If an individual self-defines as asexual and we accept the principle of basic human rights to express ourselves as we see fit, then we have to accept that person's definition of themselves whether we truly understand it or not. Most critics of asexuality say that there has to be a question that they must ask themselves so they can label them as asexual; usually that question is "Do you feel any sexual attraction?". That question is rather inherently vague because if a person has actually never experienced sexual attraction, how would they know what any meaningful difference would be?
A blog looking at "What is Asexuality?" (2014) has tried to come up with a list of questions that are asked by asexual people themselves to help people better understand their feelings. I reprint the "crib sheet" content below:
|Stark Truths from https://www.tumblr.com/search/coming-out-as-asexual|
My feelings re Asexuality and mainstream LGBT responses to it:
I'm disgusted at the reluctance of some in the LGBT community not to include Asexual people as an essential part of the community. The fact asexuals are often afraid to be open about their feelings for fear of being incarcerated in a mental asylum is enough to justify why we should accept them, acknowledge their existence and welcome them with open arms. The 2012 study published in Group Processes and Intergroup Relations" showed that there is a level of prejudice and discrimination faced by asexual people by members of the LGBT community that should be unacceptable; calling them "unrestrained and animalistic" is an attempt to dehumanise them based on their differences.
|Handy Guide from Pinterest : "Asexuality What You Need To Know".|
So I say to those transgender people out there who argue asexual people shouldn't be afforded the same rights and amount of respect for our cause by being included within the LGBTQIA spectrum, you should be in no doubt that there are asexual transgender people out there. If gender and sexuality are fluid but inherently separate concepts, you have to accept that someone may wish to change their gender without there being a need to do it to "normalise" their sexual orientation or to attract more people purely for sexual reasons.
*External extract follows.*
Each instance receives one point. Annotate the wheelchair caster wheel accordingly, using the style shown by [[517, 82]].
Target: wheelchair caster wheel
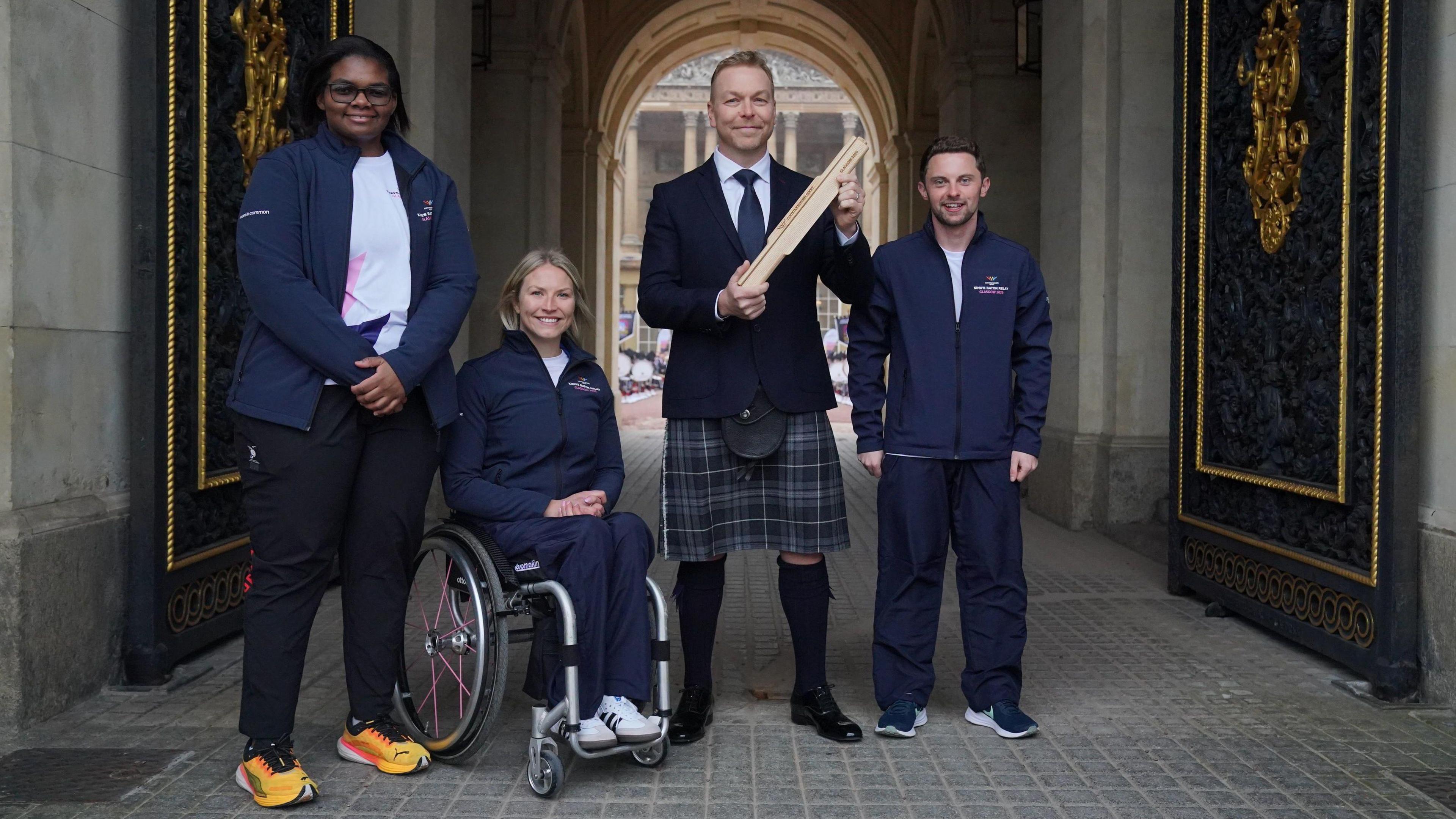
[[552, 774], [651, 755]]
I'm not transitioning to make myself more "datable" for straight guys; I'm doing it because I want to change my appearance for myself and my own wellbeing. If you want others to take the transgender cause seriously you have to be willing to engage in and promote other issues, such as those surrounding intersexuality or asexuality. Otherwise who will be bothered to take us that seriously as individuals striving for progressive changes for all with laws surrounding gender recognition, identity and equality?